現代魔法の認識では音に内包される魔力は非常に少ない。つまり、音の魔力だけでは、強力な魔法とは言えないのである。
そのことは、魔法を学ぶ上では初歩中の初歩であり、サナですら知っている、いわば、”真実”なのだ。
「その・・・それがどうかしたんですか・・・?」
サナは、青年に問う。
「いや、なんでもねぇよ。ただ・・・根本的に間違ってんなと。」
「え? 何が・・・ですか?」
だが、青年はそれには答えず、サナの方を見た。
「お前、その制服、リラスト魔法学院のだろ?」
「え? はい、そうですけど。」
「そうか。校長はまだ、アリス=マッケンジーか?」
「アリス校長をご存じなんですか?」
「ま、ちょっとな。そうか、校長はまだ・・・なら、大丈夫そうだ。」
「え? 何が・・・」
さっきから、よくわからない話をしている青年に、サナは聞き返すが。
青年は質問には答えず、一言言った。
「アラン。」
「え?」
「アラン=レイス。俺の名前だ。お前は?」
「え? ・・・えーと、サナ。 サナ=ウィリア・・・」
「そうか、サナ。これからも、頑張ろうぜ。」
「え? それ、どういうことですか?」
まるで、次も会えるような、そんな言い回しだ。
「さぁな、どういうことなんだろうな?」
だが、やはり青年ーアランは質問には答えず、静かに立ち上がった。
「ほれ、これ返すぞ。

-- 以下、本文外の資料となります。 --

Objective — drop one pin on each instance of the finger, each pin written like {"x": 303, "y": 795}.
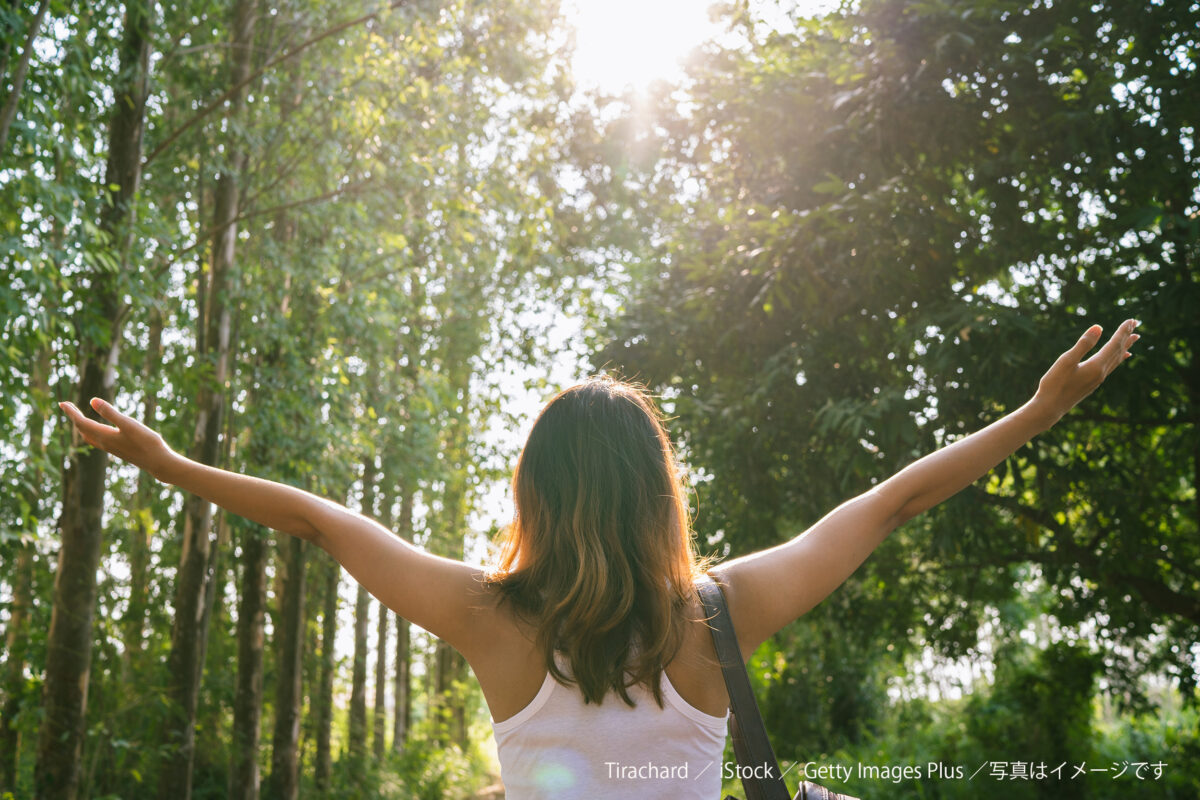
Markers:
{"x": 106, "y": 410}
{"x": 1085, "y": 343}
{"x": 1114, "y": 350}
{"x": 87, "y": 426}
{"x": 1116, "y": 344}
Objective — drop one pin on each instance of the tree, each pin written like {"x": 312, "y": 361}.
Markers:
{"x": 875, "y": 233}
{"x": 100, "y": 328}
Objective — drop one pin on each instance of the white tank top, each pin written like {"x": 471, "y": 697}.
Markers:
{"x": 559, "y": 749}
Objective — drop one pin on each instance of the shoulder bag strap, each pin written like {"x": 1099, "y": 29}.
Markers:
{"x": 759, "y": 767}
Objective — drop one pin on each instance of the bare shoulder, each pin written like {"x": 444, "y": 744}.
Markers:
{"x": 695, "y": 672}
{"x": 503, "y": 653}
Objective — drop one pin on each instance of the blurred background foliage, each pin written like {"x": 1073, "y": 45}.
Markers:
{"x": 328, "y": 242}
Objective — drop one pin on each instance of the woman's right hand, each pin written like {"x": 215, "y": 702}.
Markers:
{"x": 129, "y": 439}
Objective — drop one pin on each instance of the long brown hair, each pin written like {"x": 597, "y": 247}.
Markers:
{"x": 600, "y": 555}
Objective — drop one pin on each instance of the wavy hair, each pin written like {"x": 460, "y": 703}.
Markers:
{"x": 600, "y": 557}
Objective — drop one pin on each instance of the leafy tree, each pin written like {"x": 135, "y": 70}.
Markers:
{"x": 871, "y": 234}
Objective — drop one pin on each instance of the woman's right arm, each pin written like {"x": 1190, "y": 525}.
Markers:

」
アランは、ひょいとノートを投げる。
「うわぁっ! とと・・・!」
サナは、咄嗟にキャッチした。
「ま、どういうことかはこれからのお楽しみだ。じゃぁな。」
「あ、ちょっと・・・」
アランは、ゆっくりとその場を立ち去っていく。
なんだろう、不思議な人だ。
でも、よくわからないけど、悪い人ではなさそうだ。
サナは、アランの後姿をどこか複雑な気持ちで見つめるのだった。